When Redvers told me of his masterplan, I was supportive but sceptical. It would only work if you had real stars who really cared, and the chances of getting six of them in front of a camera in a very tight time frame in the holiday month of August were low to zero. Yet the only name who couldn’t make it was Alex Ferguson, stranded at a Manchester United Supporters Club event in Gibraltar, and he sent a jolly text (back) about the difference between the apes and the bookies on The Rock. The other six stars* broke schedules, cleared stages, climbed on to roof tops, picked up cats and then, unscripted and unpaid, told director Alastair Siddons why they loved the racing game.

Whether the two stylish and pacey Partizan Production made features , one of 2 minutes and one of just 30 seconds, actually get people hustling off to the Sales to chase the delights of the Racing Post Yearling Bonus Scheme is something for the future. But never again should we accept the defeatist bilge that racing, as it presently exists, does not already attract a wide ranging and aspirational audience. These six people age from 29 to 74. They hail from Jamaica, Chester, Milan, Dublin, Ballymena and York. They have cracked Test Matches, Cup Finals, Derbies, a mere 22 million CD albums, a string of comedy awards and an Oscar to cap them all. This half dozen, to allow just one bit of marketing speak, are very much more “Brian” than “Ben”.

 It probably helped that Alastair Siddons knows next to nothing about racing. His last film, “Turn It Loose” was a worldwide search for the six best break dancers on the planet recently showing at the Edinburgh Festival, and here, in his engaging way, he was asking his rather different sitters where their magic came from. And, boy did they tell him.

“Mikey” Holding crinkled up his old ebony face and said “when I had my first winner as an owner in Jamaica it was better than taking ten wickets in a Test Match.” Michael Owen came whizzing back to his training complex from a Manchester United session to look out in the paddock and say “you buy your babies at the sales and grow and nurture them to become champions.” Back in Newmarket Frankie came out of the weighing room to tell us “except for the cheetah the racehorse is the fastest animal in the world , that’s why you get such a rush from riding them,” whilst out on the Friday night July Course  stage Ronan Keating paused his Boyzone preparations to think why he was hooked. “The whole thing about going to the races and being involved is fantastic,” he said with that ginger stubble angel’s smile. “But if you own a horse, it just amplifies all of it. The buzz is good at the sales, very exciting to watch. Especially if there are lads with big money and they go after it. That is a proper auction.”

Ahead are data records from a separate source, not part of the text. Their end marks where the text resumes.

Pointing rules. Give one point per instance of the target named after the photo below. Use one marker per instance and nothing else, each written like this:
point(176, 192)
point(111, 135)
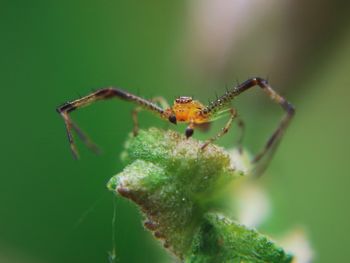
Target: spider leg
point(162, 101)
point(102, 94)
point(262, 159)
point(233, 114)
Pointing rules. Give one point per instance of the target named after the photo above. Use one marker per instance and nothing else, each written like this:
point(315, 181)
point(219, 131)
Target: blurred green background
point(57, 209)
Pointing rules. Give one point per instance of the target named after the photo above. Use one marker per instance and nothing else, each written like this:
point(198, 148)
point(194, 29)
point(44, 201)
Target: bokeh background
point(56, 209)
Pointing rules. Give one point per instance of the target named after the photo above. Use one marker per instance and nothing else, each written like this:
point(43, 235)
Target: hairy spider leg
point(274, 140)
point(163, 103)
point(233, 114)
point(102, 94)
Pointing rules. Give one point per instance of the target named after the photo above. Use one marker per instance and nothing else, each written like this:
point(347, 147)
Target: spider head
point(183, 100)
point(172, 118)
point(170, 115)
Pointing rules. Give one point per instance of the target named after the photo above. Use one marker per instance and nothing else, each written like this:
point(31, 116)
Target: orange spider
point(184, 109)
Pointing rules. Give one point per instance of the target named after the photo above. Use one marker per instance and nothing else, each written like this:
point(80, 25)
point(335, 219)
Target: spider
point(184, 110)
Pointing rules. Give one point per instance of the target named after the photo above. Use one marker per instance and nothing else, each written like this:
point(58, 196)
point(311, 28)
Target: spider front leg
point(162, 101)
point(102, 94)
point(262, 159)
point(233, 114)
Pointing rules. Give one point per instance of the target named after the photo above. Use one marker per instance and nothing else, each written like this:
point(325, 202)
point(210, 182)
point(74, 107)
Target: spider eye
point(188, 132)
point(172, 119)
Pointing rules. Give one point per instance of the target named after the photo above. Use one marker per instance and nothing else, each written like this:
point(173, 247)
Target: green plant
point(182, 191)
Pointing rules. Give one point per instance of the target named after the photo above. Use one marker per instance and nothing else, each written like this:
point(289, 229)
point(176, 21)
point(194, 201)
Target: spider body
point(189, 111)
point(185, 110)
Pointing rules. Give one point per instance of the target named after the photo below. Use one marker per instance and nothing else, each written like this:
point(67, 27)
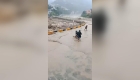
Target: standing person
point(79, 34)
point(85, 28)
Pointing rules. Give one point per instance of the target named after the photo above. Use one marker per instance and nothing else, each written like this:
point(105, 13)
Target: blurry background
point(23, 40)
point(116, 42)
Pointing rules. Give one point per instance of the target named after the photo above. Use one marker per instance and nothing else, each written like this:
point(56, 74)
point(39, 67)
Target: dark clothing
point(99, 22)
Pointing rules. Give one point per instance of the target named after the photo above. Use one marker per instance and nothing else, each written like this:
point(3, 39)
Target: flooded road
point(69, 59)
point(23, 49)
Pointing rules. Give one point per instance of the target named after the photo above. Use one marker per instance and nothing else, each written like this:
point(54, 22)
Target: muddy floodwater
point(69, 59)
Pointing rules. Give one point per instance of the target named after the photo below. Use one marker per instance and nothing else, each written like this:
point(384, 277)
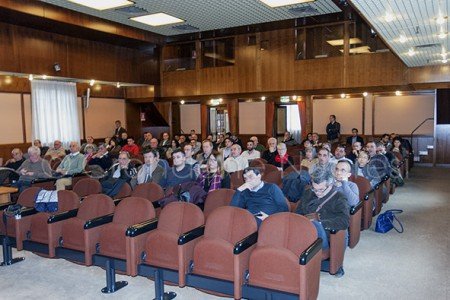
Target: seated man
point(235, 162)
point(73, 163)
point(131, 147)
point(323, 162)
point(14, 163)
point(180, 172)
point(257, 145)
point(349, 189)
point(190, 161)
point(33, 168)
point(354, 138)
point(339, 154)
point(150, 170)
point(251, 153)
point(325, 207)
point(89, 141)
point(258, 197)
point(57, 151)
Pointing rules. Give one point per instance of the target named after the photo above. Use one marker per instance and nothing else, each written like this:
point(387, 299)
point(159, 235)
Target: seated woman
point(282, 160)
point(150, 170)
point(114, 148)
point(271, 152)
point(119, 174)
point(309, 159)
point(211, 179)
point(174, 145)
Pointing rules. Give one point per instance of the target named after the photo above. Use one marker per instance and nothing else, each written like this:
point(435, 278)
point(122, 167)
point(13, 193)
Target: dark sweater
point(269, 199)
point(335, 214)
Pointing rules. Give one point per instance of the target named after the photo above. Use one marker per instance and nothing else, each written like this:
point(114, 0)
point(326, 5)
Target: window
point(218, 53)
point(54, 111)
point(320, 42)
point(179, 57)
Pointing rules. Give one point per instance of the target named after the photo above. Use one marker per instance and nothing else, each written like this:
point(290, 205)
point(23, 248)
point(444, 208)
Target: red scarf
point(283, 160)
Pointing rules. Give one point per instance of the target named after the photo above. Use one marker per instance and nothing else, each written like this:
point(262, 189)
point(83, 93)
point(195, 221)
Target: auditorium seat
point(236, 179)
point(286, 260)
point(124, 192)
point(44, 228)
point(169, 248)
point(217, 198)
point(150, 191)
point(79, 235)
point(111, 252)
point(87, 186)
point(221, 256)
point(366, 196)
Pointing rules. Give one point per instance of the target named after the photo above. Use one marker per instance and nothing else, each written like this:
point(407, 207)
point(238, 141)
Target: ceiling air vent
point(131, 10)
point(303, 11)
point(185, 27)
point(428, 46)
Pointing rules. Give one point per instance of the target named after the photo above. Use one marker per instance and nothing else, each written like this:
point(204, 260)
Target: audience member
point(235, 162)
point(325, 206)
point(333, 130)
point(260, 198)
point(211, 178)
point(258, 146)
point(288, 139)
point(309, 159)
point(57, 151)
point(339, 154)
point(271, 152)
point(73, 163)
point(150, 170)
point(120, 174)
point(38, 144)
point(351, 140)
point(180, 172)
point(349, 189)
point(32, 168)
point(251, 153)
point(282, 160)
point(131, 147)
point(323, 162)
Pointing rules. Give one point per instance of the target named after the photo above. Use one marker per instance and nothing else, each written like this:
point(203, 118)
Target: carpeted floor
point(412, 265)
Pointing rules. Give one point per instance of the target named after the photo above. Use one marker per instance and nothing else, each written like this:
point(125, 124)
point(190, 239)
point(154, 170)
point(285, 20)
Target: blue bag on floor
point(385, 221)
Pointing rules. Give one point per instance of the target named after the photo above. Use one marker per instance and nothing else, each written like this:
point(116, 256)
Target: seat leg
point(111, 284)
point(159, 287)
point(7, 253)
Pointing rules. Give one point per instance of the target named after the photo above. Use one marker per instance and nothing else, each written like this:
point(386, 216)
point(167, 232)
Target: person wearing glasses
point(260, 198)
point(119, 174)
point(325, 206)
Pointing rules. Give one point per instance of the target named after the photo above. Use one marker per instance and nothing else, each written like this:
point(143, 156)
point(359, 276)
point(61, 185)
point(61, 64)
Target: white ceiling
point(416, 20)
point(204, 14)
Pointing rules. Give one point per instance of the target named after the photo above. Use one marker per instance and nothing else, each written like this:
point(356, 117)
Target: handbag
point(385, 221)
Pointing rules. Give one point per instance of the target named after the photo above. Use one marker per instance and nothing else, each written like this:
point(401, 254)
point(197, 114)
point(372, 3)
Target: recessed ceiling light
point(158, 19)
point(278, 3)
point(441, 19)
point(102, 4)
point(389, 17)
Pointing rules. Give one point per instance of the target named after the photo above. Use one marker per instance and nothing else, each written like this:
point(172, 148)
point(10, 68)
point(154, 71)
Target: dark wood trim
point(22, 108)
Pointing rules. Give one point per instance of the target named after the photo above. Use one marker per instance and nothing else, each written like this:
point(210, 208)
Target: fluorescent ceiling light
point(278, 3)
point(102, 4)
point(158, 19)
point(340, 42)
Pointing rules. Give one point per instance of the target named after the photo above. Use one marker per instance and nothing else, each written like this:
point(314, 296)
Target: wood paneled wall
point(26, 50)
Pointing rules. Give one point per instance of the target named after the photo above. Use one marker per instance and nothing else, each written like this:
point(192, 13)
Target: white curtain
point(54, 112)
point(293, 122)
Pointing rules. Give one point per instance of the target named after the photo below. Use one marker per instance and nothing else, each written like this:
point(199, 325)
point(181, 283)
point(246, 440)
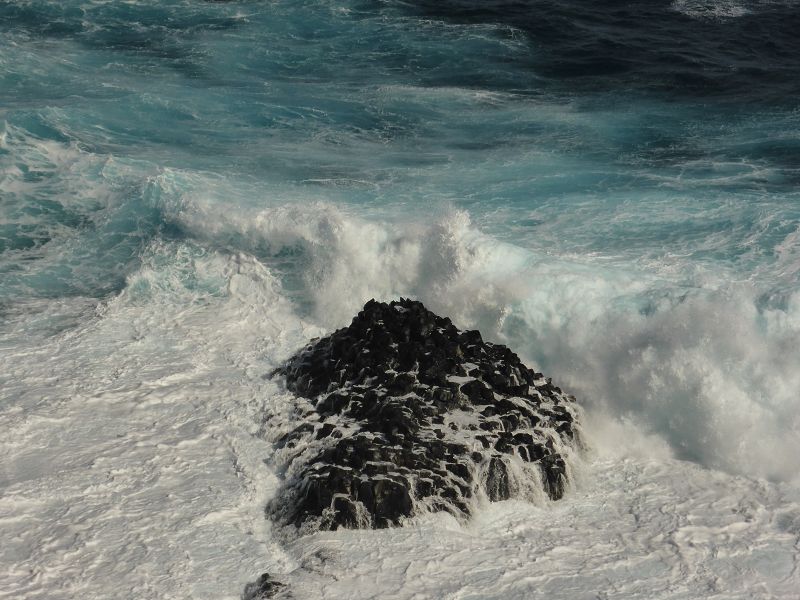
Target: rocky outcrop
point(411, 414)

So four tributes (there), all equally enthusiastic, charismatic and utterly unfeigned. Two more to do last week, and standing on the hot, railed roof of 143 Wardour Street in Soho on Monday afternoon we could hardly dare to believe (that) our luck would hold. Shame on us for so little faith. Right on cue Jimmy Nesbitt came skipping up the stairs in T shirt, jeans and open toed sandals, and within seconds that famous County Antrim voice was whisking us away to an Irish childhood and his later road to the winner’s circle.

“I didn’t come from a horse racing family at all,” he said. “I was more interested in show jumping . My mother and I used to watch the likes of Eddie Macken and Boomerang on TV. Then I started an annual Cheltenham trip with some mates and I just loved the world of it.  People talk about the clatter of hooves but for me it’s not just the noise of the hooves. It’s the tinkling of glasses, the shouts of joy, the howls of despair. All these noises make up a cacophony of sound united by this thrilling  spectacle centering around this wonderful beast”

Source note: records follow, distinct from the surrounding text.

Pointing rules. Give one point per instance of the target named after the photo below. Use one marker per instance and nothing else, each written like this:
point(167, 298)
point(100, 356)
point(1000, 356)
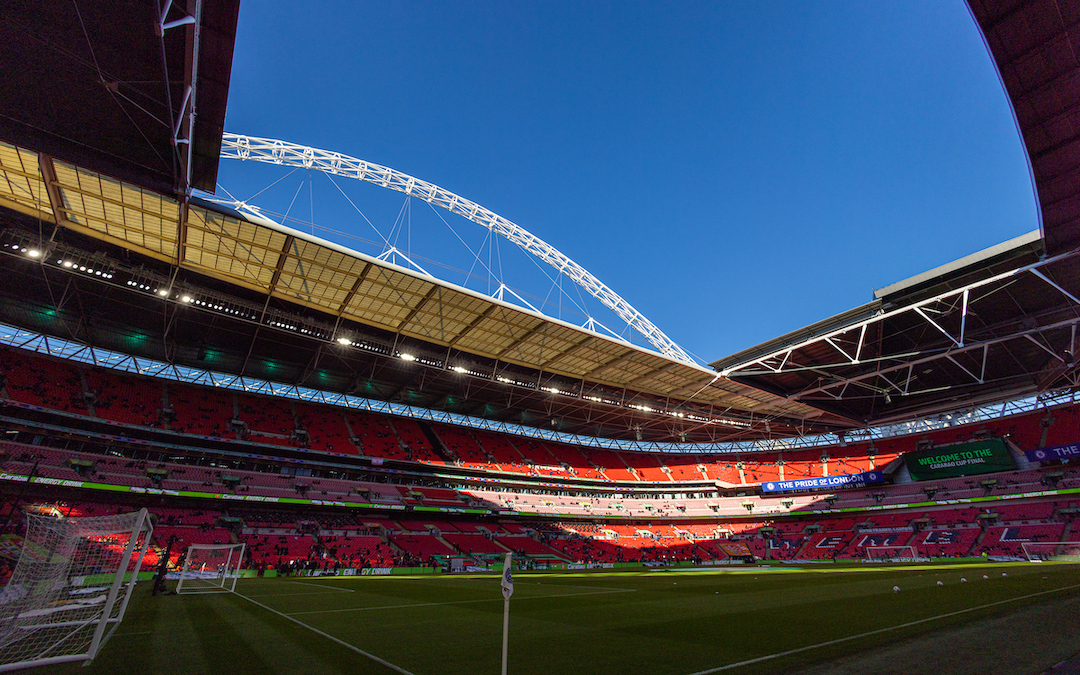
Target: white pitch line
point(483, 599)
point(324, 586)
point(328, 636)
point(868, 633)
point(327, 592)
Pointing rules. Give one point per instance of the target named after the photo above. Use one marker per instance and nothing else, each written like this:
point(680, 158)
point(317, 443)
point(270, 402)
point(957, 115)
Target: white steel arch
point(284, 153)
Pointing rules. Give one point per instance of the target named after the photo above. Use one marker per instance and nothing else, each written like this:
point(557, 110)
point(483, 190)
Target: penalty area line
point(324, 586)
point(868, 633)
point(482, 599)
point(328, 636)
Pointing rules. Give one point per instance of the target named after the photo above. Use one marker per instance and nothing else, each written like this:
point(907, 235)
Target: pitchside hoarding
point(988, 456)
point(854, 480)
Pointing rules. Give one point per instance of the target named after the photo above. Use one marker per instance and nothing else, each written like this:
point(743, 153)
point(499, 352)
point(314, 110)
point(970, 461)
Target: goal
point(892, 554)
point(1044, 551)
point(211, 568)
point(70, 586)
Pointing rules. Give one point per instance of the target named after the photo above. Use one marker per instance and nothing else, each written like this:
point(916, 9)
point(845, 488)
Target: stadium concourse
point(375, 491)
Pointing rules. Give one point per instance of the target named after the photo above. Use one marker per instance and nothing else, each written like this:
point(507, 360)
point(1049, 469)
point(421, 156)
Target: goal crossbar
point(893, 553)
point(1045, 551)
point(211, 568)
point(70, 589)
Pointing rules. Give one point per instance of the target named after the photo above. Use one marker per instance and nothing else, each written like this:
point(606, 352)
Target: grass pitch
point(821, 619)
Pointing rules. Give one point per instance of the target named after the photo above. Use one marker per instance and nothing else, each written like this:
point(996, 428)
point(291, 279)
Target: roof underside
point(288, 282)
point(1035, 44)
point(100, 84)
point(993, 326)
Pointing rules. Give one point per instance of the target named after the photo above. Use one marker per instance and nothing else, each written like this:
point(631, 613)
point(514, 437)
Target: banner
point(1058, 451)
point(854, 480)
point(966, 459)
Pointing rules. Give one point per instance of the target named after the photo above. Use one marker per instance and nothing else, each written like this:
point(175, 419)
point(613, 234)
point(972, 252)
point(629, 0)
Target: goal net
point(1045, 551)
point(211, 568)
point(70, 588)
point(892, 554)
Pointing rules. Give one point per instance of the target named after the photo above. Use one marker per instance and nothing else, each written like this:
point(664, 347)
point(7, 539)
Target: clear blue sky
point(733, 170)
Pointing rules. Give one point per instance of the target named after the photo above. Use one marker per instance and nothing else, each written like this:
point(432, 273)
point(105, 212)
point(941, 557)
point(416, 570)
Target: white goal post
point(1045, 551)
point(893, 554)
point(211, 568)
point(70, 588)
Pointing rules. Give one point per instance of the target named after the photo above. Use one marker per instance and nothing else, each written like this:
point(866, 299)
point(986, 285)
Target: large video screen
point(966, 459)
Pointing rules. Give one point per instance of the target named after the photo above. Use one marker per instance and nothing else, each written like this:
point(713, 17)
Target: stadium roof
point(995, 325)
point(247, 296)
point(1035, 44)
point(201, 251)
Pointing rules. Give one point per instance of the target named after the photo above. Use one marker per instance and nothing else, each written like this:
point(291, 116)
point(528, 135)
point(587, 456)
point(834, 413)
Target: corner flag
point(508, 578)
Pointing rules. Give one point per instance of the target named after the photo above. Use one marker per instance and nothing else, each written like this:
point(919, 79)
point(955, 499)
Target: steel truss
point(268, 150)
point(946, 315)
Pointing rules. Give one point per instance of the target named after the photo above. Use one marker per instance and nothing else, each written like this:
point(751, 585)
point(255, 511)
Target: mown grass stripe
point(329, 637)
point(878, 631)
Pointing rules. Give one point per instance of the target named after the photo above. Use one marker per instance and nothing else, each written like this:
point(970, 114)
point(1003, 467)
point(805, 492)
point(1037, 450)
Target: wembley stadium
point(320, 459)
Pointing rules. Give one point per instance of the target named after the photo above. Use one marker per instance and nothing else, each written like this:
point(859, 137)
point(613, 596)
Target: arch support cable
point(250, 148)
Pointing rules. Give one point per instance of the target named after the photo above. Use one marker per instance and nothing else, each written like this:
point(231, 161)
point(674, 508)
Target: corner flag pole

Looking out across the London skyline it was such a mesmeric start that you wanted to say “hang on Jimmy while we write all this down.” But there was no stopping with Nesbitt. He told of how he got increasingly committed€. How he first tasted ownership as part of one of Harry Herbert’s Highclere syndicates but, having met Nicky Henderson’s owner Brian Stewart Browne at a charity function, was persuaded to have a horse of his own. “I called him Riverside Theatre after the place in Coleraine where I had my first part,” he said. “It was the Artful Dodger. I have been playing him ever since.”

It was said with the cheeky smile which has won him numerous (comedy) awards but anyone who saw Jimmy  in “Bloody Sunday” or when matching Liam Neeson every step of the way in this year’s “Stairs of Heaven” will know that there is something much deeper in Nesbitt than the Irish charmer that made Cold Feet such a comedy hit. He becomes serious when he talks of Riverside Theatre’s first race at Kempton. “The feeling beforehand, I have never known nerves like it, more than all my acting jobs together. And then the feel when he began to take off and you saw that surge of speed as he came through and won – it was a sense of elation that was incomparable, magnificent.”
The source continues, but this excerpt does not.